- Theatrical release poster
- Directed by: Kishore (Ladda)
- Produced by: M. Sridhar Reddy H. Anand Reddy R. K. Reddy
- Starring: Raai Laxmi Madhunandan Praveen
- Cinematography: Venkat R. Shakamuri
- Music by: Hari Gowra
- Production company: ABT Creations
- Release date: 15 March 2019;
- Country: India
- Language: Telugu

= Where Is the Venkatalakshmi =

Where Is the Venkatalakshmi is a 2019 Indian Telugu-language comedy drama film starring Raai Laxmi.
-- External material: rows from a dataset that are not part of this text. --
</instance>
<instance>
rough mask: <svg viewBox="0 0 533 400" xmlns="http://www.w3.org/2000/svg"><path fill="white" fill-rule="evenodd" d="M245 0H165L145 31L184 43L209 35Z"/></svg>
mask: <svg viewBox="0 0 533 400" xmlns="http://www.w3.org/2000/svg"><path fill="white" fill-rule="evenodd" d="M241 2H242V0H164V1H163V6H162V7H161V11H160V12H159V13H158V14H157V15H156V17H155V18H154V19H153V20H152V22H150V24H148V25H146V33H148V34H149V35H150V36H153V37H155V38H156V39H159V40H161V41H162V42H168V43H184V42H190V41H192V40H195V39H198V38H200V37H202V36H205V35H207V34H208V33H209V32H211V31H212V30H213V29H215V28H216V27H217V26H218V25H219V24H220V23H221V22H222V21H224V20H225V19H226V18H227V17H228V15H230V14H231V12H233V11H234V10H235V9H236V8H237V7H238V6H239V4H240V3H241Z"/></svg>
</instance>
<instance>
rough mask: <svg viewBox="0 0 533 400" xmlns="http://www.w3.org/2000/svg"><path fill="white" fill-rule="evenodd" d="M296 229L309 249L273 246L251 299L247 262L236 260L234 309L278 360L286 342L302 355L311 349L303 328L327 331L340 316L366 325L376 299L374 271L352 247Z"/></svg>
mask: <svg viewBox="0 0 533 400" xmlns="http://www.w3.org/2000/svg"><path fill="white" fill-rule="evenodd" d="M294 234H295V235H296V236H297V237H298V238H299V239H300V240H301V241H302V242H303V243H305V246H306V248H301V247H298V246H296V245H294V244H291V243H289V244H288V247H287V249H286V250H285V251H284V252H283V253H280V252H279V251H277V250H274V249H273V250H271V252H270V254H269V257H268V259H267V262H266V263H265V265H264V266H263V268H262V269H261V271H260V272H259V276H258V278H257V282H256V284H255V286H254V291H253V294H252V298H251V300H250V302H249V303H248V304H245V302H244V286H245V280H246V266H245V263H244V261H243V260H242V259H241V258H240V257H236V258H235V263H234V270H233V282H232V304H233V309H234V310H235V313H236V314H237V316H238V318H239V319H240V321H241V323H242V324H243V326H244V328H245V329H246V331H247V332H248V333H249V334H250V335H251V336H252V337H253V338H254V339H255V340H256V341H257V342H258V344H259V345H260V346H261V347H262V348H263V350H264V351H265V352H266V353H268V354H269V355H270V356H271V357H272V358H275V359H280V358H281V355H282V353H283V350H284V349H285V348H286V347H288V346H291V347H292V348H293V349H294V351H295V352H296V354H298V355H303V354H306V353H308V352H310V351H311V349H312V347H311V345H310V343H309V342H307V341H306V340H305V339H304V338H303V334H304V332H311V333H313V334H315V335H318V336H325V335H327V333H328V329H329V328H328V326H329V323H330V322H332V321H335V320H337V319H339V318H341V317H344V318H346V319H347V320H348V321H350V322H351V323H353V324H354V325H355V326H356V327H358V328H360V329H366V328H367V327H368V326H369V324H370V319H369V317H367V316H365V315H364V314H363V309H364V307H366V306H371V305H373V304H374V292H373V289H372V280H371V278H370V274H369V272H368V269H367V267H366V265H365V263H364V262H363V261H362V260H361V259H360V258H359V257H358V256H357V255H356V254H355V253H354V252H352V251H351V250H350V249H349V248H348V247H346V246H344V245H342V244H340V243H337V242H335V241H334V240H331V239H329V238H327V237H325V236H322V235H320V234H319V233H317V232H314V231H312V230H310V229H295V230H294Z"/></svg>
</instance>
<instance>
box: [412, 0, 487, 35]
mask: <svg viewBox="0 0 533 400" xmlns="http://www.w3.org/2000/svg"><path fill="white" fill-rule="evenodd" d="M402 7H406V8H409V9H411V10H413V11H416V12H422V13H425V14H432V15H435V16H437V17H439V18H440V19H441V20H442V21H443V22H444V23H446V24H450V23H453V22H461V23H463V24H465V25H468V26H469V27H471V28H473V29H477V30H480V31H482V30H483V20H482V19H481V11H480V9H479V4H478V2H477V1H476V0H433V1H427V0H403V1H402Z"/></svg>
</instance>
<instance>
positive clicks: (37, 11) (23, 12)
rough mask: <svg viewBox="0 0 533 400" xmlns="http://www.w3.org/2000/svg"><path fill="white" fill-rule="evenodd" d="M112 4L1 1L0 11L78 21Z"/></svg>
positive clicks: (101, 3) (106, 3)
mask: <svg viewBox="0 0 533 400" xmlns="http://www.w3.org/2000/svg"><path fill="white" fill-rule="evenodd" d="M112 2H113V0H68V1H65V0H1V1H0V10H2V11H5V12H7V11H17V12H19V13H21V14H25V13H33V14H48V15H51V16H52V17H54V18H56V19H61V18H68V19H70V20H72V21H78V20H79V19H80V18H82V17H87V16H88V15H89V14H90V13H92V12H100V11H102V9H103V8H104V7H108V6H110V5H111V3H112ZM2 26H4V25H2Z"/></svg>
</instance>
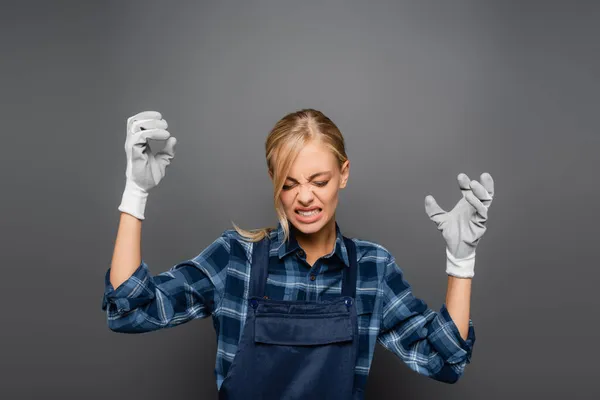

The film was released on 15 March 2019. The film received negative reviews with criticism for the characters, direction and screenplay.

== Cast ==
- Raai Laxmi as Venkatalakshmi
- Madhunandan as Pandugadu
- Praveen as Chantigadu
- Ram Karthik as Sekhar
- Pujita Ponnada as Gowri
- Pankaj Kesari as Veera Reddy, a rowdy
- Brahmaji as Suryam
- Jabardasth Mahesh
- Gemini Suresh
- Ramana Reddy

== Production ==
The film was shot in Hyderabad.

== Soundtrack ==
Soundtrack was composed by Hari Gowra.
- "Kannamesi Nodi Kanta" – Lokeshwar
- "Yem Jaruguthondi Nalo" – Kaala Bahirava, Harini
- "Rara Venu Gopabala" – Harini, Lokeshwar, Saicharan
- "Yemaya Chesindo" – Hari Gowra
- "Papa Atthili Papa" – Mangli, Hari Gowra, Lokeshwar, Saicharan, Arun, Raghu Ram

== Marketing ==
The trailer was released on 19 February.

== Release ==
The Times of India gave the film one-and-a-half out of five stars and wrote that "It's almost as if the writers of Where Is the Venkatalakshmi decided to sit at the table and create the worst characters to ever be made on-screen". New Indian Express gave the film two out of five stars and wrote that "Despite having some potential cast, director Kishore Kumaar has to take the blame for failing them miserably and not making this script work today". 123 Telugu wrote "On the whole, Where Is the Venkatalakshmi is a good script gone wrong kind of a film. Lakshmi Rai, comedians Madhu and Praveen try to save the film with their sincere efforts but the second half has nothing going its way and kills the interest of the audience."